Ontem, ao dar uma volta pelo shopping, passei em frente à loja de brinquedos e, que incrível!, porque tive uma sensação tão boa de nostalgia dos meus 6 ou 7 anos e das correrias entre os corredores lotados de brinquedos...
Admito: essa foi uma época em que tive grande fascínio por bichinhos de pelúcia. Queria consumir todos eles, queria dispô-los nas prateleiras do meu quarto e apertá-los como se não houvesse amanhã.
Enfim, há um momento em que todos nós crescemos e, oh! Que infelicidade, nosso desejo por consumir também cresce, mesmo que se modifique.
As garotinhas de ontem são as fanáticas por bolsas e sapatos do agora e, aqueles menininhos fofos, são hoje homens alucinados por carros e acessórios fúteis, como sonzão e rodas de liga.
Amadurecemos, na realidade, a nossa futilidade perante as coisas que desejamos comprar; perante as coisas que não precisamos, mas que, para nos sentirmos incluídos nessa sociedade capitalista, findamos por obter, mesmo que para isso nos endividemos até os olhos.
Não nego: eu também compro como uma mulherzinha alucinada. Temos, todos, esse impulso por possuir algo de que não necessitamos realmente e mesmo que neguemos, a mídia é como uma vitrine que nos mostra roupas, sapatos e os mais diversos acessórios que aguçam esse sentimento de necessidade de posse; um instinto quase que animal de sobrevivência nessa sociedade claustrofóbica; presa numa bolha de vestes multicoloridas e palacetes reluzentes, reunidos para nos tentar e nos arrastar até o fundo daquele salão amarelo, azul, vermelho e verde. (Essas são as cores de nossas cédulas de dinheiro, certo?).
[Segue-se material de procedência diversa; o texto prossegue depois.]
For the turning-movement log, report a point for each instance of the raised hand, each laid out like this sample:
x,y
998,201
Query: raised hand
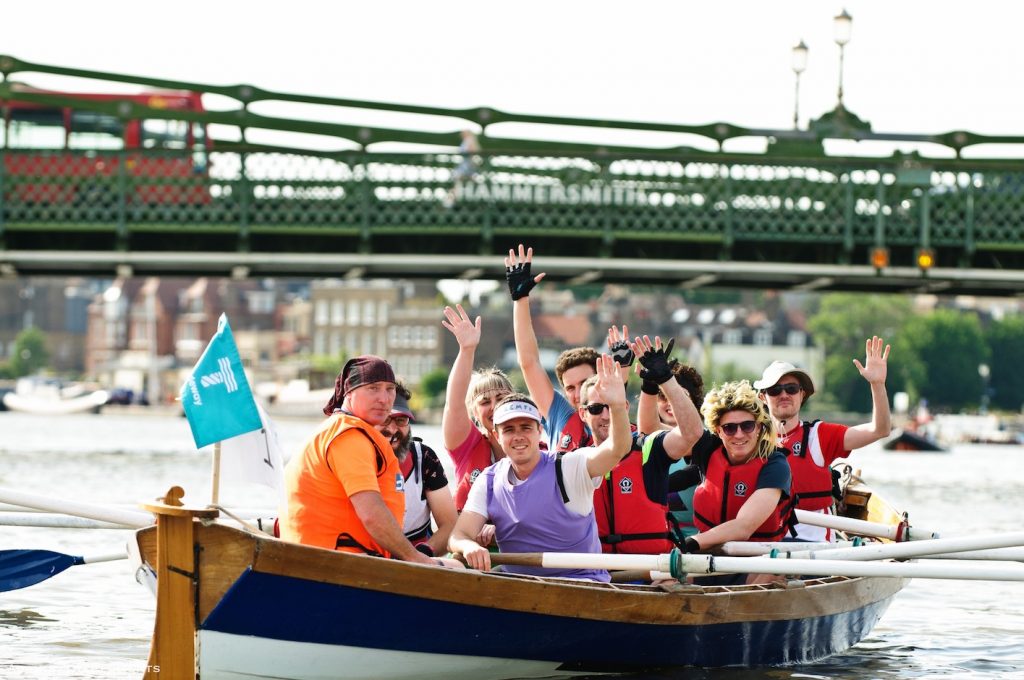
x,y
876,365
518,274
655,359
609,387
619,345
465,331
Entretanto, essas cores são a decoração das paredes de tais palacetes e não podemos arrancá-las; podemos apenas observá-las e ambicioná-las.
E quando não nos aguentamos mais de desejo, recorremos àquela instituição que nos libera as pequenas folhas multicoloridas, mas eles pedem pelo retorno delas! E ai de você se não pagar em dia! Caso contrário, as multas serão astronômicas e você não dará conta, tornando seu débito uma bola de neve. Porém não aquela neve branquinha e macia que você via, na sua infância, nas propagandas da Disney, quando cobiçava o boneco de pelúcia do Pluto ou a Minnie vestida de cozinheira. Não, essa neve é colorida e possui valor real. REAL! Que divertido, pois será assim que você deverá eliminá-la: em reais.